Class of run diagnostic information to automated decision making and property prediction

set_ANN(ANN_flag, ANN_reason=False, ANN_dict=False, catalysis_flag=False, catalysis_reason=False)[source]

Set the ANN properties.

Parameters:
  • ANN_flag (bool) – Flag for whether the ANN variables exist.

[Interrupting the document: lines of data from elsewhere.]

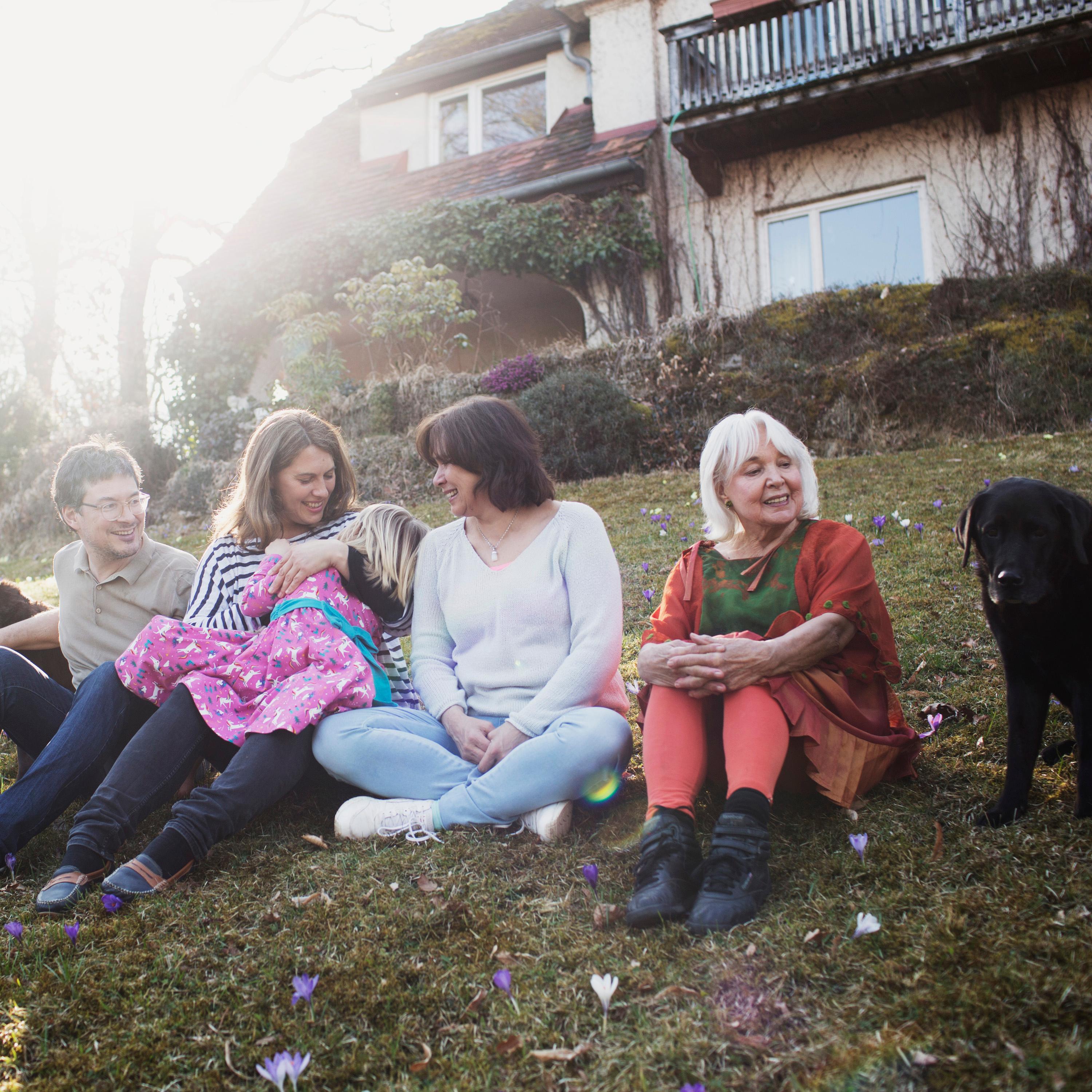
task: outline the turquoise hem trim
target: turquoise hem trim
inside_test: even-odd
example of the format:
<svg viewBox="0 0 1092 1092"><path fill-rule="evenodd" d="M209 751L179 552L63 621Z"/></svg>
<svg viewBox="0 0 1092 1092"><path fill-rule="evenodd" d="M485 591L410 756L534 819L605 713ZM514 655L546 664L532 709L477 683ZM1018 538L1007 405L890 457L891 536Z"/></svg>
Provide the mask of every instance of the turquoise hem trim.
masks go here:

  • ANN_reason (str, optional) – Reasoning for why ANN failed if failed. Default is False.

  • ANN_dict (dict, optional) – Dictionary with ANN values and uncertainty.

  • catalysis_flag (bool, optional) – Whether or not catalytic properties are set.

  • catalysis_reason (str, optional) – Reasoning for why catalytic ANN failed if failed. Default is False.

set_dict_bl(dict_bl)[source]

Set the ANN properties.

Parameters:

dict_bl (dict, optional) – Dictionary with ANN bond lengths.

set_mol(mol)[source]

Set the ANN molecule.

Parameters:

mol (mol3D) – mol3D class instance for optimized molecule.

set_sanity(sanity, min_distance)[source]

Set the sanity of predictions.

Parameters:
  • sanity (bool) – Flag for whether the ANN variables exist.

  • min_distance (float) – Minimum distance to train

write_report(path)[source]

Write report of molecule with ANN properties.

Parameters:

path (str) – Path for location to write the report.